By Danielle Lutkus
Insurers are continually thinking of ways to innovate and transform their business to keep up with the ever-changing competitive landscape. Transformation projects come in many forms, including organization realignment, financial transitions, digital partnerships, technology modernization, acquisitions, and more. From a multi-week venture to a multi-year strategy, there is one thing all transformation projects have in common: RISK.
Risk must be anticipated, mitigated, and reacted to in an ongoing cycle through the duration of any project. In our work with insurers, there are three common categories of risks for transformation efforts: resourcing and dependency risks, process risks, and operational risks. In this blog series, we will dive deeper into these three areas and provide helpful insight and resources for mitigating risks that are often encountered in transformation initiatives.
Operational risk can arise from a lack of communication and structure in a transition project. Transparency across the operational teams and stakeholders is an essential element to a successful transformation initiative. Below are some mitigation strategies for maintaining the element of transparency against common transition risks.
Lack of Transition Accountability: During the transition, it’s essential to evaluate and redistribute all current state functions of people, processes, and systems to the future state. If the current state is not mapped and distributed to the right place in the future state, data is lost, compliance is impacted, or functionality is delayed due to a miscommunication of which people, process, system is handling the work/storing the information.
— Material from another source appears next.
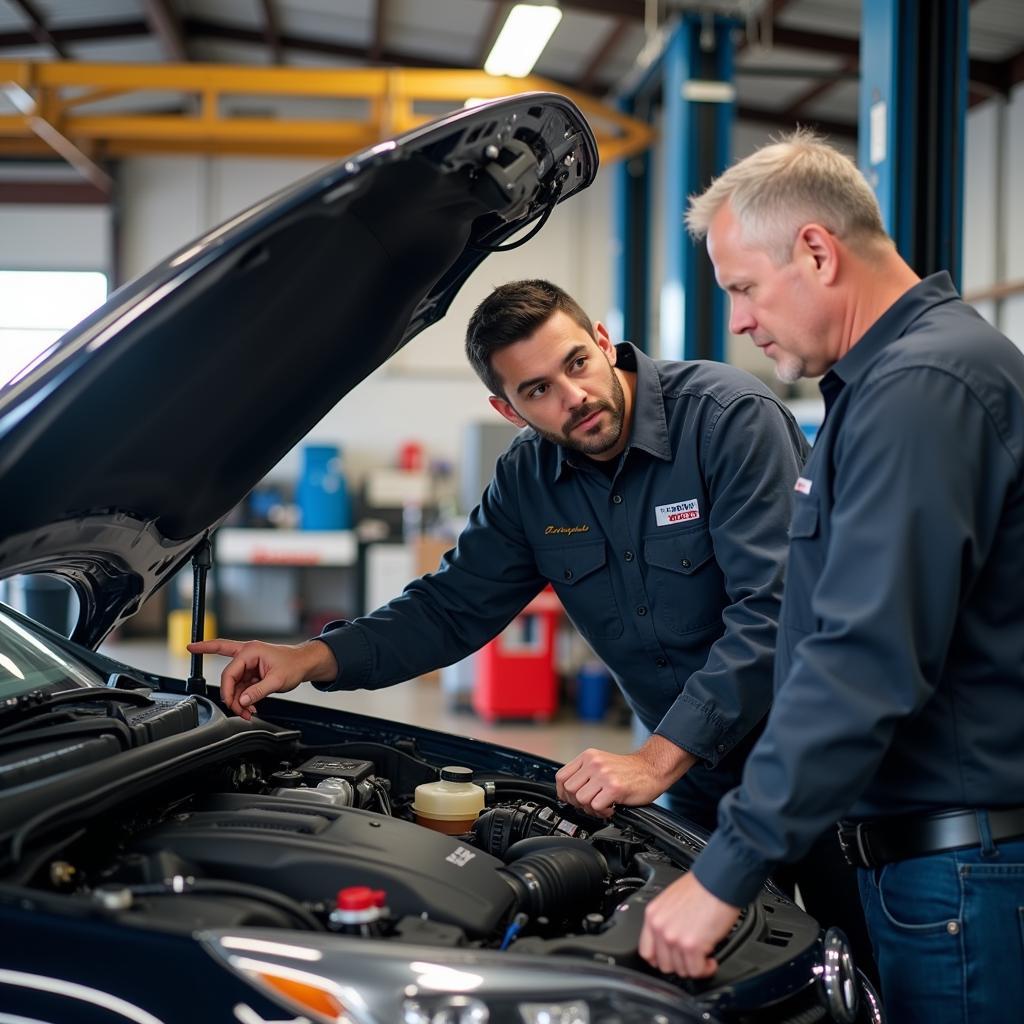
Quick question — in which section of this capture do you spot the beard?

Remediate the risk of leaving a key function/process step behind by documenting current functionality in a capability map. Prior to transition, current state capabilities need to be reviewed and aligned to the correct future state system or resource. Following the initial mapping, use the information during the requirements gathering to work with vendors to determine how functionality will be handled in the future so processes can be documented accurately and gaps can be filled.
Problematic Data Retrieval and Conversion: In any transformation involving data migration,there is risk that if the data is not clean, organized, or easily converted, it could delay implementation.
Remediate this by working very early on what the data templates and requirements are so as much prep as possible can be performed in advance. It is important to understand data owners, data landscape, storage impacts, compliance, and future state considerations when planning for data transition.
READ MORE: Data Governance Accelerator
Unorganized Integration with Partners: Transition may involve integration with other internal teams, vendor partners, and systems. Coordinating across multiple teams during implementation can be tricky since they each have their own priorities, requirements, and timelines. If cross-functional interactions and dependencies are not managed correctly, it could impact the success of all projects.
Remediate the risk of cross-vendor communication by maintaining an enterprise-wide modernization roadmap that considers resource capacity, key dates, dependencies, and change management. Its also key to ensure that there are open lines of communication between all parties for the exchange of knowledge and a robust program management structure is in place.
Insurers must keep the larger organizational ecosystem in mind when undergoing a transformation as there can be upstream and downstream impacts for any change that is made. By keeping in mind the bigger picture when mitigating operational risk, you can do your best to ensure that each stakeholder is considered. By keeping the entire ecosystem in mind, it can make the impact of the transition that much smaller and help with change management.